The eyes of the world have focused on the Korean peninsula regularly over the last year and beyond, though for 16 days starting Friday morning (U.S. time), we can all hope that it will be for peaceful and exciting purposes.
The 23rd Winter Olympic Games are set in Pyeongchang, South Korea. It may seem difficult to believe for a venue located less than an hour's drive from a hostile nuclear-armed dictatorship, but there are many hopes that the next two weeks will represent a return to "order" for an international sports world and an Olympic movement that desperately needs some.
The Olympic Games are a passion of mine. Though I have considered "going nocturnal" for the next two weeks in order to align with the 16-hour time difference between Korea and Minnesota, I will do my best to keep track of these games while the sun shines and to help you do the same. During the 2016 Summer Games in Rio, I enjoyed watching with you and throwing in a little context, a little comedy and a little history behind what you were seeing on TV.
In fact, the first point to understand about Pyeongchang starts in Rio, even though the two cities are 11,311 miles away on opposite sides of the world. Metaphorically, I think the International Olympic Committee would like to keep things that way.
Story after story filled the international press in the summer of 2016 about everything that went wrong in the run-up to Rio 2016: Zika-bearing mosquitoes, the semi-finished Olympic village, raw sewage in the bay that also served as the rowing venue. Pyeongchang has met all the benchmarks it can control.
As for the one it can't ...
Perhaps as a nod to the elephant in the room, you'll see the organizing committee repeatedly render the city's name PyeongChang as an attempt to distinguish it from Pyongyang, the capital of North Korea.

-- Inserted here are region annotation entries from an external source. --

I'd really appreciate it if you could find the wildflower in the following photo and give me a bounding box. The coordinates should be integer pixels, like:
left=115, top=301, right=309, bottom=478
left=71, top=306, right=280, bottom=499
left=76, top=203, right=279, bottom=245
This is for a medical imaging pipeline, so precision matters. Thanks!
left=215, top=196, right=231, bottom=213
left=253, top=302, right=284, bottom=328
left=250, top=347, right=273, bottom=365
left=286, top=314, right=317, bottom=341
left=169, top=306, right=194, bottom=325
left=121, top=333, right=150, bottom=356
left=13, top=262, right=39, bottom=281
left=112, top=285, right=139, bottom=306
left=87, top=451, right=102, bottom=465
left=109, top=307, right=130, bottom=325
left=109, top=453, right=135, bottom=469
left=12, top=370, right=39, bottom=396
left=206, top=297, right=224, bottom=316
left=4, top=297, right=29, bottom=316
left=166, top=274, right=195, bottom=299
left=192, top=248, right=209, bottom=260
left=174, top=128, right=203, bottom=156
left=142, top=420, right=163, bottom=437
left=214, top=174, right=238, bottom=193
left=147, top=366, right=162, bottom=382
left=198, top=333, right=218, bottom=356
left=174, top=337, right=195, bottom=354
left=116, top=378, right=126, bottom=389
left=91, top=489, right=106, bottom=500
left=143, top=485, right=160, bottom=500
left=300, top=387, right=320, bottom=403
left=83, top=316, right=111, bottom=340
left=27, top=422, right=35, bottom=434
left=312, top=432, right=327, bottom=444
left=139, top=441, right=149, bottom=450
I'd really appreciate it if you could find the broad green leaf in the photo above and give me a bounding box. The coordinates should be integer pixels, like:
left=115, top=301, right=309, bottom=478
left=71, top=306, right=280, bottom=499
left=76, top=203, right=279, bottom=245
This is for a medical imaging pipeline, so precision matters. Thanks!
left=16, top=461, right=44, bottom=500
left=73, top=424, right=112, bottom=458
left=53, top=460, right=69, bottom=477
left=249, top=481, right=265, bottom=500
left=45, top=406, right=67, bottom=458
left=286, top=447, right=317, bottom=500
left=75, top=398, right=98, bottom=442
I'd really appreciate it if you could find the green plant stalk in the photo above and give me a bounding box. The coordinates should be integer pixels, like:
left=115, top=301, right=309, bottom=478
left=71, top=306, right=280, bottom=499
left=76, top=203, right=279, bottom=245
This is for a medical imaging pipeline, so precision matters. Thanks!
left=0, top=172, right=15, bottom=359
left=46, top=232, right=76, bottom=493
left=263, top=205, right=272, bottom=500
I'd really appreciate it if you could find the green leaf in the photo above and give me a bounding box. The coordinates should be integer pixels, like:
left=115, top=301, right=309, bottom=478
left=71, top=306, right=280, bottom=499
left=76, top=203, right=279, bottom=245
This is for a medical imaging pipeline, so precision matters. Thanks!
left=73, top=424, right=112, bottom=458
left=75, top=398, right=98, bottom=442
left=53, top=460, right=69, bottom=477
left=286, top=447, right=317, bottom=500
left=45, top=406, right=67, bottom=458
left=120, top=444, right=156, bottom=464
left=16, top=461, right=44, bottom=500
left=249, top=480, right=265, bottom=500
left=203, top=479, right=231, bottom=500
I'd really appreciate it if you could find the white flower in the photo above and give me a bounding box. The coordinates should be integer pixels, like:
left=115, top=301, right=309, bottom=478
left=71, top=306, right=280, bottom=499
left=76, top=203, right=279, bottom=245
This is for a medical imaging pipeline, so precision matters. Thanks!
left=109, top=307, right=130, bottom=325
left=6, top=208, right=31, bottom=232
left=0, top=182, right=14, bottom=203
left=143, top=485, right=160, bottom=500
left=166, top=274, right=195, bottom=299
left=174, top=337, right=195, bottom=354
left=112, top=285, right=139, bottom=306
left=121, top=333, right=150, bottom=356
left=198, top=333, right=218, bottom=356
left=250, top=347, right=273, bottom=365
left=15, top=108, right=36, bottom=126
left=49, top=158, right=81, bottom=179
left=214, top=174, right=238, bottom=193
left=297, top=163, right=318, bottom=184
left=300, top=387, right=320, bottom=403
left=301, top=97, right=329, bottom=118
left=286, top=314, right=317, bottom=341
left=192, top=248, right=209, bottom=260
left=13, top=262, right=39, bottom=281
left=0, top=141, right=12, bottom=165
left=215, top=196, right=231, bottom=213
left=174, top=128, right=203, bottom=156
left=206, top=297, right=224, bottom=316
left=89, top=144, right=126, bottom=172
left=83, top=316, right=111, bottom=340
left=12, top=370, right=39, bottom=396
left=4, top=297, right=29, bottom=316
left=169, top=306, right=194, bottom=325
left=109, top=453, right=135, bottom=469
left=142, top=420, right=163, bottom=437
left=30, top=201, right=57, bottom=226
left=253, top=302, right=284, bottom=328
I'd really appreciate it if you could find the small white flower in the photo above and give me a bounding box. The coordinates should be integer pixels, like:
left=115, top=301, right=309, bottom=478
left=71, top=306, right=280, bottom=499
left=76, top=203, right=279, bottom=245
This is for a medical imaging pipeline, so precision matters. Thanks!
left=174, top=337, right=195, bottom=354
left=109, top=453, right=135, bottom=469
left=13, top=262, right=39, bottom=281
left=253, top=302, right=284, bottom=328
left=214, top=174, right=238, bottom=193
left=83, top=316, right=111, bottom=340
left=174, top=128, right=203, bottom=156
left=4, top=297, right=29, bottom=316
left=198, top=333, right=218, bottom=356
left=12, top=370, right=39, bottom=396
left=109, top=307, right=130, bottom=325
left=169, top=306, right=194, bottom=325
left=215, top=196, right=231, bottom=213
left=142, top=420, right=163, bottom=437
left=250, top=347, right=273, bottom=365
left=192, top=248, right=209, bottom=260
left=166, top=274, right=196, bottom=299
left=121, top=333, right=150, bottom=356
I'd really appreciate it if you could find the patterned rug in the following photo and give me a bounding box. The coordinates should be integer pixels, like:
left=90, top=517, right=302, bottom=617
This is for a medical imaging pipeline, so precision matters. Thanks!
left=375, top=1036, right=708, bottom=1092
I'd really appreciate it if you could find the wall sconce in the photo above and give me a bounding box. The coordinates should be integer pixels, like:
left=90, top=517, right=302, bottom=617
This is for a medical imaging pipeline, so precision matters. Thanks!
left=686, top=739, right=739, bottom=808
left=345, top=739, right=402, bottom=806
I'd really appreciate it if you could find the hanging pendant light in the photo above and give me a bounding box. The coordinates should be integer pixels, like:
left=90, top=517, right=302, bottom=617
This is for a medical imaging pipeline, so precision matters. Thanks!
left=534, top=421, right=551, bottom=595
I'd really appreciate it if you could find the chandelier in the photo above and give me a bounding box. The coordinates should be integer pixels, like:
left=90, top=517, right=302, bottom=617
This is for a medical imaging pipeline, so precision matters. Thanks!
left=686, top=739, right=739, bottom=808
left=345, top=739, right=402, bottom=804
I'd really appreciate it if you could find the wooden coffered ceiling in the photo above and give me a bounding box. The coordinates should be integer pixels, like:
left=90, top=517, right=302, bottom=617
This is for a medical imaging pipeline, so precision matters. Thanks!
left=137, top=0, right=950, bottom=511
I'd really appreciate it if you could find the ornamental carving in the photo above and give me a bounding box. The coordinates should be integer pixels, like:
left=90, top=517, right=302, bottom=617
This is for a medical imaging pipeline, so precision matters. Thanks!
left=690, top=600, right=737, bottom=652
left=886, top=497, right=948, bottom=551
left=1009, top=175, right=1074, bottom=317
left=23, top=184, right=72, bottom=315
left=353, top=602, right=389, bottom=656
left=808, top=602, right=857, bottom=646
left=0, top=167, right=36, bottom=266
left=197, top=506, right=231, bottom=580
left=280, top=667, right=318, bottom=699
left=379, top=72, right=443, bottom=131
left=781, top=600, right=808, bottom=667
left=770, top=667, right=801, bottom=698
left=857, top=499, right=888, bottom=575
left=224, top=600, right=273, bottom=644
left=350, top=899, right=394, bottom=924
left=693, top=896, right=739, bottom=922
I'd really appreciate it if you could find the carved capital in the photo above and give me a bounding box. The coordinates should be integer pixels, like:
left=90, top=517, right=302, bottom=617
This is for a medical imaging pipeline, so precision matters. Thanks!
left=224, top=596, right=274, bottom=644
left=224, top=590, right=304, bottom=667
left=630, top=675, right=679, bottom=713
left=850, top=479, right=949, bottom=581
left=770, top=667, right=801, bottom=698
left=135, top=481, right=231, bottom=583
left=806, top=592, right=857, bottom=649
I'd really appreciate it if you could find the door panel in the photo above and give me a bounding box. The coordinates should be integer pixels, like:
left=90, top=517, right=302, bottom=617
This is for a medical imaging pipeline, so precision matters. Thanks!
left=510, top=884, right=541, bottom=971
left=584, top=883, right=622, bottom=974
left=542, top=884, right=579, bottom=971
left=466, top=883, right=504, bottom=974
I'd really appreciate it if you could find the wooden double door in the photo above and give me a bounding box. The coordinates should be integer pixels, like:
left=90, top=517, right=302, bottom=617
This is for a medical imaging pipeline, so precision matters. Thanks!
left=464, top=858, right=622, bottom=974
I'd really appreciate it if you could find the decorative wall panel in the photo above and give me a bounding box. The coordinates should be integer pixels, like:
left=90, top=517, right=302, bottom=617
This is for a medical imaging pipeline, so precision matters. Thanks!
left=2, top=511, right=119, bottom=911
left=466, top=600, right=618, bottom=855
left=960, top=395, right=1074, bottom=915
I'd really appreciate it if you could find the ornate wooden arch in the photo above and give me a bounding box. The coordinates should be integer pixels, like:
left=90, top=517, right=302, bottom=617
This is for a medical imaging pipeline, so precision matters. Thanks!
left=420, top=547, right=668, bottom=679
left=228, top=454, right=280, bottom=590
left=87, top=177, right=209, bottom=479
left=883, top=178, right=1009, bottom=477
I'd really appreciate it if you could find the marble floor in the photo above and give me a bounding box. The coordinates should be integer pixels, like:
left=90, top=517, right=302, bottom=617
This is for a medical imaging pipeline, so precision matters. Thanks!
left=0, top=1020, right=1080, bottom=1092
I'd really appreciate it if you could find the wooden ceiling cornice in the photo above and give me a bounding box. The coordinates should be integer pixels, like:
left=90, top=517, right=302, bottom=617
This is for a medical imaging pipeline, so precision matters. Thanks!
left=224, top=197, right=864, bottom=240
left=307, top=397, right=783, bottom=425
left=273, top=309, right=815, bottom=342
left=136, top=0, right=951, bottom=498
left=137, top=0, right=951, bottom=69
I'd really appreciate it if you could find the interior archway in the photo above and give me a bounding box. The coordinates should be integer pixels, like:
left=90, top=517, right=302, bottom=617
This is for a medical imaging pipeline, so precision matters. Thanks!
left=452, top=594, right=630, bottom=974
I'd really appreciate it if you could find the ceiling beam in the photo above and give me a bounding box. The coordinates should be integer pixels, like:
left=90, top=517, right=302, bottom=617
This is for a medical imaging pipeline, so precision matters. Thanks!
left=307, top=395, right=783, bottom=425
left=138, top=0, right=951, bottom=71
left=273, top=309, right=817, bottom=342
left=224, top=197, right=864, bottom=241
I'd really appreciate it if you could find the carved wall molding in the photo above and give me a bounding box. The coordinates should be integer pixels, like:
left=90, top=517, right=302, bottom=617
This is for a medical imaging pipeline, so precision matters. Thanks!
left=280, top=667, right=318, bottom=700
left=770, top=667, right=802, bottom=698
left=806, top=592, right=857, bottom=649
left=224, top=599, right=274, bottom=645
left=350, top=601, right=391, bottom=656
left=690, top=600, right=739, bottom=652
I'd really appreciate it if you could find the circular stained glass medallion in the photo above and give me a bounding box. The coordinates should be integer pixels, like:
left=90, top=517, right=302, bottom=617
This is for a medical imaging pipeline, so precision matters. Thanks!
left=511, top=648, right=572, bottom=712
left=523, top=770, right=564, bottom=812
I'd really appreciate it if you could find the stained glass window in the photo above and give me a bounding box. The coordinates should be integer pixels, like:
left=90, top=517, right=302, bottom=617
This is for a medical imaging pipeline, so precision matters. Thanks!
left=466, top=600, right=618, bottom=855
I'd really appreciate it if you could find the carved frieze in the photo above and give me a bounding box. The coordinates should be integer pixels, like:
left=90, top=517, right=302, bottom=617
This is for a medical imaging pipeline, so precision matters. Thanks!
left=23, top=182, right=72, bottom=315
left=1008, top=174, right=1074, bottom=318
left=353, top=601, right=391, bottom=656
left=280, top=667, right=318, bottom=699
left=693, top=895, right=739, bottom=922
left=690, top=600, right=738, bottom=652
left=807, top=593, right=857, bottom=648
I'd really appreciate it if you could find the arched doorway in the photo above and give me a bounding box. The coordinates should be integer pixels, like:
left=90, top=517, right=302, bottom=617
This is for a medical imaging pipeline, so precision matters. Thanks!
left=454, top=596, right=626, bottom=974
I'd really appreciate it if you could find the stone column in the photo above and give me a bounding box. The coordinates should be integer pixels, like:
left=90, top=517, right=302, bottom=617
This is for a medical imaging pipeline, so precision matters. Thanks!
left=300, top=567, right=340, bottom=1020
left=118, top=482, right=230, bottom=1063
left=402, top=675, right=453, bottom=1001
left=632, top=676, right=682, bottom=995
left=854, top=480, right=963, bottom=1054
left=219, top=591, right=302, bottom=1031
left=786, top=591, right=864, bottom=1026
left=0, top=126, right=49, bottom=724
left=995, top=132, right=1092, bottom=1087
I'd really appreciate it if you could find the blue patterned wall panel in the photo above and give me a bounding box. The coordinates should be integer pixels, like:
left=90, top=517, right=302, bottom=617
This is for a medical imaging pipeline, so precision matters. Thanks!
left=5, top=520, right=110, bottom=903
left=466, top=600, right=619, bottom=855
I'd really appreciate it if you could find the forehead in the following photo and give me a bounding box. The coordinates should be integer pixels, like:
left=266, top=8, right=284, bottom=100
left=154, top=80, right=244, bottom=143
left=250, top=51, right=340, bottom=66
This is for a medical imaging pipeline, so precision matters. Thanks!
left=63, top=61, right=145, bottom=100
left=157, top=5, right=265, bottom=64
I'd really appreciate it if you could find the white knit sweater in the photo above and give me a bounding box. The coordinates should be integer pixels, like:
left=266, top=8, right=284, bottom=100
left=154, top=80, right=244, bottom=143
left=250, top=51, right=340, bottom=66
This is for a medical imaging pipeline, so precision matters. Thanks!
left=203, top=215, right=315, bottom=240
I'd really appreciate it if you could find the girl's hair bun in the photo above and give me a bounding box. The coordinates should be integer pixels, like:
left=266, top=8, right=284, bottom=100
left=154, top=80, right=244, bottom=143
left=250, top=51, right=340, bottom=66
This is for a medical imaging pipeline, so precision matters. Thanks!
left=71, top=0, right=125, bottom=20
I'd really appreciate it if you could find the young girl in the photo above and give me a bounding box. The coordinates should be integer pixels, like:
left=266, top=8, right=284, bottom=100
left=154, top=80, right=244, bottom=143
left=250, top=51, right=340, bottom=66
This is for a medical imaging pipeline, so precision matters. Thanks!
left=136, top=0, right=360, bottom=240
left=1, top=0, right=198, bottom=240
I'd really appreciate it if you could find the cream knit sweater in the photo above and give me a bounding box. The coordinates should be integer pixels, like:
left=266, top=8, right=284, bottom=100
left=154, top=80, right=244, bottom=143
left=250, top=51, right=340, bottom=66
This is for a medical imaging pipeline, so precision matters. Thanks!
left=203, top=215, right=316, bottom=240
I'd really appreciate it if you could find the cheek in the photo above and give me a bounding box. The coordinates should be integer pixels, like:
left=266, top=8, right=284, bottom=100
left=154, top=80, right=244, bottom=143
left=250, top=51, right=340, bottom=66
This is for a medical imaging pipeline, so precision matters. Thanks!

It is hoped that the inclusion of a handful of athletes from the North, including two lines of women's hockey players to join a chimerical joint Korean team, will motivate the Kim regime to not cause trouble during the Games.
The countries are technically still at war, as the Korean War of the 1950s ended with an armistice, not a treaty. However, the North Koreans boycotted the 1988 Summer Games in Seoul entirely, as the Olympic movement made it past the 1980 American and 1984 Soviet boycotts without significant political complications.
What Seoul did have was Ben Johnson, the Canadian sprinter whose disqualification from the 1988 100-meter dash was the doping scandal to end all doping scandals. That is, until a whistleblower revealed that not only were Russian athletes cheating en masse during the 2014 Sochi Winter Games, but that the drug testers were helping them do it. Russia's home-field advantage extended to testers who swapped out bottles of tainted urine with clean ones through a hole in the laboratory's door.
For that, Russia was officially kicked out of these Games, though many Russians who can prove their chemical innocence will be able to compete as "Olympic Athletes From Russia."
Early weather reports for this week indicated Pyeongchang to have evening temperatures in the high teens and low 20s, cold enough that everyone in attendance will get complimentary heating pads and Team USA's jackets will have battery-operated warmers.
If that's the worst thing that happens this month on the Korean peninsula, the organizers will be as thrilled as the medalists.